Today's Rakudo-building speedup is 27.79%.
(Okay, the other slow part of Rakudo builds 17.59% faster. Still.)
The profile showed that string allocation was a hotspot in the benchmark. In particular, the part of Parrot which allocates memory out of arenas spent a lot of time performing garbage collection. Every time you can avoid either allocating unnecessary memory or running a full garbage collection, you can improve performance.
Parrot r27484 adds one line of code (and one line of comment).
Every time mem_allocate()
successfully allocates a new block, it increments a counter. Whenever the garbage collector performs a full run, it resets that counter to zero.
This patch performs a garbage collection run from mem_allocate()
only if that counter is non-zero. That is, if the garbage collector has already run, it's already found as much free arena memory as possible. (This is not memory for PMCs or STRING headers; this is buffer memory.) Running the GC again won't find any more free buffer memory. In that case, skipping the GC run and allocating more memory from the OS gives the performance improvement.

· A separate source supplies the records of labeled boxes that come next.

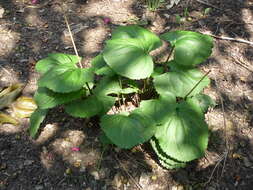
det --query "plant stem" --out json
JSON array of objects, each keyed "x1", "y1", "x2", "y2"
[
  {"x1": 118, "y1": 76, "x2": 127, "y2": 111},
  {"x1": 63, "y1": 12, "x2": 92, "y2": 94},
  {"x1": 165, "y1": 46, "x2": 175, "y2": 63},
  {"x1": 184, "y1": 70, "x2": 211, "y2": 100}
]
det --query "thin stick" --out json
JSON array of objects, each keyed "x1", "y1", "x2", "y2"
[
  {"x1": 196, "y1": 0, "x2": 222, "y2": 10},
  {"x1": 0, "y1": 65, "x2": 11, "y2": 76},
  {"x1": 114, "y1": 155, "x2": 143, "y2": 189},
  {"x1": 232, "y1": 56, "x2": 253, "y2": 72},
  {"x1": 62, "y1": 12, "x2": 93, "y2": 94},
  {"x1": 205, "y1": 155, "x2": 225, "y2": 185},
  {"x1": 203, "y1": 33, "x2": 253, "y2": 46},
  {"x1": 215, "y1": 77, "x2": 229, "y2": 177},
  {"x1": 165, "y1": 46, "x2": 175, "y2": 63},
  {"x1": 184, "y1": 70, "x2": 211, "y2": 99}
]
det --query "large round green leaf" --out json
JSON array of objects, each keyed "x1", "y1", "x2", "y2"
[
  {"x1": 103, "y1": 38, "x2": 154, "y2": 79},
  {"x1": 38, "y1": 65, "x2": 93, "y2": 93},
  {"x1": 65, "y1": 95, "x2": 116, "y2": 118},
  {"x1": 100, "y1": 112, "x2": 156, "y2": 148},
  {"x1": 155, "y1": 102, "x2": 208, "y2": 162},
  {"x1": 154, "y1": 69, "x2": 210, "y2": 98},
  {"x1": 35, "y1": 53, "x2": 81, "y2": 74},
  {"x1": 112, "y1": 25, "x2": 162, "y2": 52},
  {"x1": 161, "y1": 31, "x2": 213, "y2": 66},
  {"x1": 34, "y1": 87, "x2": 85, "y2": 109},
  {"x1": 138, "y1": 93, "x2": 176, "y2": 125}
]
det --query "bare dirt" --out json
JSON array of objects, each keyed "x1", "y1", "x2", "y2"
[{"x1": 0, "y1": 0, "x2": 253, "y2": 190}]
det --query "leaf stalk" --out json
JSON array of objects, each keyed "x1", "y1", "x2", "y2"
[{"x1": 184, "y1": 70, "x2": 211, "y2": 100}]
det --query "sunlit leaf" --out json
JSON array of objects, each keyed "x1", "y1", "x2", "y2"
[
  {"x1": 161, "y1": 31, "x2": 213, "y2": 66},
  {"x1": 100, "y1": 112, "x2": 156, "y2": 148},
  {"x1": 138, "y1": 93, "x2": 176, "y2": 125},
  {"x1": 0, "y1": 112, "x2": 19, "y2": 125},
  {"x1": 0, "y1": 83, "x2": 23, "y2": 109},
  {"x1": 154, "y1": 69, "x2": 210, "y2": 97},
  {"x1": 65, "y1": 95, "x2": 116, "y2": 118},
  {"x1": 91, "y1": 54, "x2": 115, "y2": 76},
  {"x1": 112, "y1": 25, "x2": 162, "y2": 52},
  {"x1": 38, "y1": 65, "x2": 93, "y2": 93},
  {"x1": 103, "y1": 25, "x2": 162, "y2": 79},
  {"x1": 186, "y1": 94, "x2": 216, "y2": 114},
  {"x1": 155, "y1": 102, "x2": 208, "y2": 162}
]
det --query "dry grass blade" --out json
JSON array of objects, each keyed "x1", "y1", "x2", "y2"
[
  {"x1": 205, "y1": 74, "x2": 229, "y2": 185},
  {"x1": 114, "y1": 155, "x2": 143, "y2": 190},
  {"x1": 63, "y1": 13, "x2": 83, "y2": 68}
]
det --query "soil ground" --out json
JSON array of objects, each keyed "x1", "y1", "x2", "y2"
[{"x1": 0, "y1": 0, "x2": 253, "y2": 190}]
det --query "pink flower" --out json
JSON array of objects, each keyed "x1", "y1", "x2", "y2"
[
  {"x1": 31, "y1": 0, "x2": 38, "y2": 4},
  {"x1": 103, "y1": 18, "x2": 111, "y2": 24},
  {"x1": 71, "y1": 147, "x2": 80, "y2": 152}
]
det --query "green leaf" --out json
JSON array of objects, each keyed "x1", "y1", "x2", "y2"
[
  {"x1": 155, "y1": 102, "x2": 208, "y2": 162},
  {"x1": 112, "y1": 25, "x2": 162, "y2": 52},
  {"x1": 93, "y1": 77, "x2": 122, "y2": 95},
  {"x1": 154, "y1": 69, "x2": 210, "y2": 98},
  {"x1": 161, "y1": 31, "x2": 213, "y2": 66},
  {"x1": 103, "y1": 38, "x2": 154, "y2": 79},
  {"x1": 38, "y1": 65, "x2": 93, "y2": 93},
  {"x1": 0, "y1": 112, "x2": 19, "y2": 125},
  {"x1": 35, "y1": 53, "x2": 81, "y2": 74},
  {"x1": 103, "y1": 25, "x2": 162, "y2": 79},
  {"x1": 100, "y1": 112, "x2": 156, "y2": 148},
  {"x1": 151, "y1": 66, "x2": 164, "y2": 77},
  {"x1": 0, "y1": 83, "x2": 23, "y2": 109},
  {"x1": 91, "y1": 54, "x2": 115, "y2": 76},
  {"x1": 138, "y1": 93, "x2": 176, "y2": 125},
  {"x1": 186, "y1": 94, "x2": 216, "y2": 113},
  {"x1": 65, "y1": 95, "x2": 116, "y2": 118},
  {"x1": 29, "y1": 109, "x2": 48, "y2": 137},
  {"x1": 34, "y1": 87, "x2": 85, "y2": 109},
  {"x1": 150, "y1": 138, "x2": 186, "y2": 169}
]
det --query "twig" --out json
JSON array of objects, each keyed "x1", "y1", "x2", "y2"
[
  {"x1": 196, "y1": 0, "x2": 222, "y2": 10},
  {"x1": 184, "y1": 70, "x2": 211, "y2": 99},
  {"x1": 205, "y1": 74, "x2": 229, "y2": 185},
  {"x1": 114, "y1": 155, "x2": 143, "y2": 190},
  {"x1": 63, "y1": 12, "x2": 83, "y2": 68},
  {"x1": 62, "y1": 8, "x2": 92, "y2": 94},
  {"x1": 215, "y1": 77, "x2": 229, "y2": 177},
  {"x1": 203, "y1": 33, "x2": 253, "y2": 46},
  {"x1": 232, "y1": 56, "x2": 253, "y2": 72},
  {"x1": 205, "y1": 154, "x2": 225, "y2": 185}
]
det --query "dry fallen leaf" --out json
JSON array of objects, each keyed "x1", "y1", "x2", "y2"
[
  {"x1": 12, "y1": 96, "x2": 37, "y2": 118},
  {"x1": 0, "y1": 112, "x2": 19, "y2": 125},
  {"x1": 0, "y1": 83, "x2": 23, "y2": 109}
]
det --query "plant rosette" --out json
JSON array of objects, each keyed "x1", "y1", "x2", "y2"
[{"x1": 30, "y1": 25, "x2": 215, "y2": 169}]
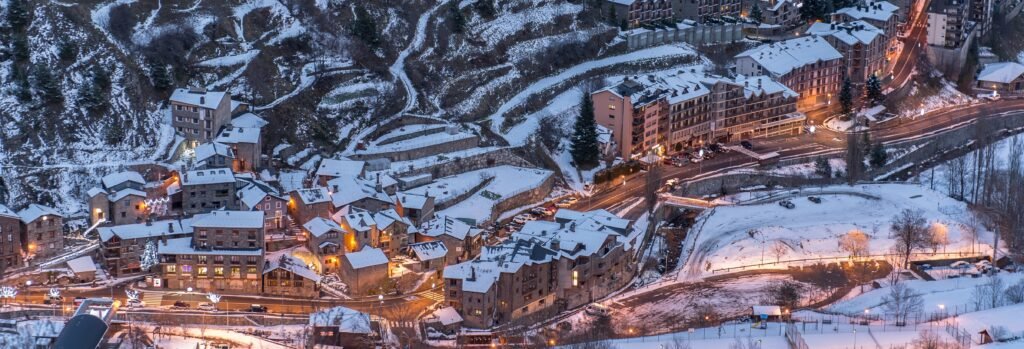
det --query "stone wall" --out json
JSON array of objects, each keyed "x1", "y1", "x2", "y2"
[
  {"x1": 351, "y1": 135, "x2": 480, "y2": 162},
  {"x1": 622, "y1": 24, "x2": 751, "y2": 50}
]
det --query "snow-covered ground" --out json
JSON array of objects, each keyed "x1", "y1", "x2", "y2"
[
  {"x1": 681, "y1": 184, "x2": 988, "y2": 279},
  {"x1": 430, "y1": 166, "x2": 553, "y2": 222}
]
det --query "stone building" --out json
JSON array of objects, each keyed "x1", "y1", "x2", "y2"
[{"x1": 17, "y1": 204, "x2": 63, "y2": 258}]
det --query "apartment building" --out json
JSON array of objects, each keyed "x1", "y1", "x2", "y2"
[
  {"x1": 181, "y1": 168, "x2": 239, "y2": 215},
  {"x1": 154, "y1": 211, "x2": 264, "y2": 293},
  {"x1": 170, "y1": 87, "x2": 231, "y2": 144},
  {"x1": 444, "y1": 209, "x2": 635, "y2": 329},
  {"x1": 87, "y1": 171, "x2": 148, "y2": 225},
  {"x1": 96, "y1": 220, "x2": 191, "y2": 277},
  {"x1": 807, "y1": 20, "x2": 889, "y2": 84},
  {"x1": 591, "y1": 69, "x2": 806, "y2": 159},
  {"x1": 0, "y1": 205, "x2": 22, "y2": 270},
  {"x1": 604, "y1": 0, "x2": 673, "y2": 28},
  {"x1": 17, "y1": 204, "x2": 63, "y2": 258},
  {"x1": 735, "y1": 36, "x2": 844, "y2": 108},
  {"x1": 833, "y1": 1, "x2": 905, "y2": 52}
]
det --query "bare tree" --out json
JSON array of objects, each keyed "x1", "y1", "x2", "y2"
[
  {"x1": 839, "y1": 229, "x2": 871, "y2": 258},
  {"x1": 882, "y1": 283, "x2": 925, "y2": 325},
  {"x1": 890, "y1": 209, "x2": 929, "y2": 267}
]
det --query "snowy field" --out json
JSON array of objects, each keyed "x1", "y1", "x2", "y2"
[
  {"x1": 684, "y1": 184, "x2": 988, "y2": 279},
  {"x1": 430, "y1": 166, "x2": 553, "y2": 222}
]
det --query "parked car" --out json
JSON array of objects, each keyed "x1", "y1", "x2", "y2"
[
  {"x1": 199, "y1": 302, "x2": 217, "y2": 311},
  {"x1": 584, "y1": 303, "x2": 608, "y2": 316},
  {"x1": 171, "y1": 301, "x2": 188, "y2": 309}
]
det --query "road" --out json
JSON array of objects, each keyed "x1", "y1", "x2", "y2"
[{"x1": 572, "y1": 99, "x2": 1024, "y2": 211}]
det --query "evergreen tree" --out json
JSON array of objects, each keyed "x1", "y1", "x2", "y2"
[
  {"x1": 351, "y1": 3, "x2": 380, "y2": 46},
  {"x1": 473, "y1": 0, "x2": 497, "y2": 19},
  {"x1": 150, "y1": 63, "x2": 174, "y2": 91},
  {"x1": 33, "y1": 66, "x2": 63, "y2": 105},
  {"x1": 6, "y1": 0, "x2": 32, "y2": 33},
  {"x1": 570, "y1": 93, "x2": 600, "y2": 167},
  {"x1": 867, "y1": 142, "x2": 889, "y2": 169},
  {"x1": 814, "y1": 157, "x2": 831, "y2": 178},
  {"x1": 449, "y1": 1, "x2": 466, "y2": 34},
  {"x1": 751, "y1": 3, "x2": 764, "y2": 23},
  {"x1": 864, "y1": 74, "x2": 886, "y2": 106},
  {"x1": 839, "y1": 78, "x2": 853, "y2": 118}
]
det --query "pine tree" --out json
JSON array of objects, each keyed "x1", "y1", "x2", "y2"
[
  {"x1": 150, "y1": 63, "x2": 174, "y2": 91},
  {"x1": 571, "y1": 93, "x2": 600, "y2": 168},
  {"x1": 867, "y1": 142, "x2": 889, "y2": 169},
  {"x1": 473, "y1": 0, "x2": 497, "y2": 19},
  {"x1": 864, "y1": 74, "x2": 886, "y2": 106},
  {"x1": 839, "y1": 78, "x2": 853, "y2": 118},
  {"x1": 814, "y1": 157, "x2": 831, "y2": 178},
  {"x1": 751, "y1": 3, "x2": 764, "y2": 23},
  {"x1": 449, "y1": 1, "x2": 466, "y2": 34},
  {"x1": 350, "y1": 3, "x2": 380, "y2": 46},
  {"x1": 33, "y1": 66, "x2": 63, "y2": 105}
]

I should note that my comments about avoiding memory allocation apply in the general case. Parrot's current GC has some limitations. The biggest is that it stops the world to mark and sweep everything. The new GC Andrew Whitworth will implement as part of the Google Summer of Code will fix that. As well, we have some ideas to improve the implementation such that the GC will become even less expensive now. Then we'll see algorithmic improvements that make even this 27.79% optimization seem small.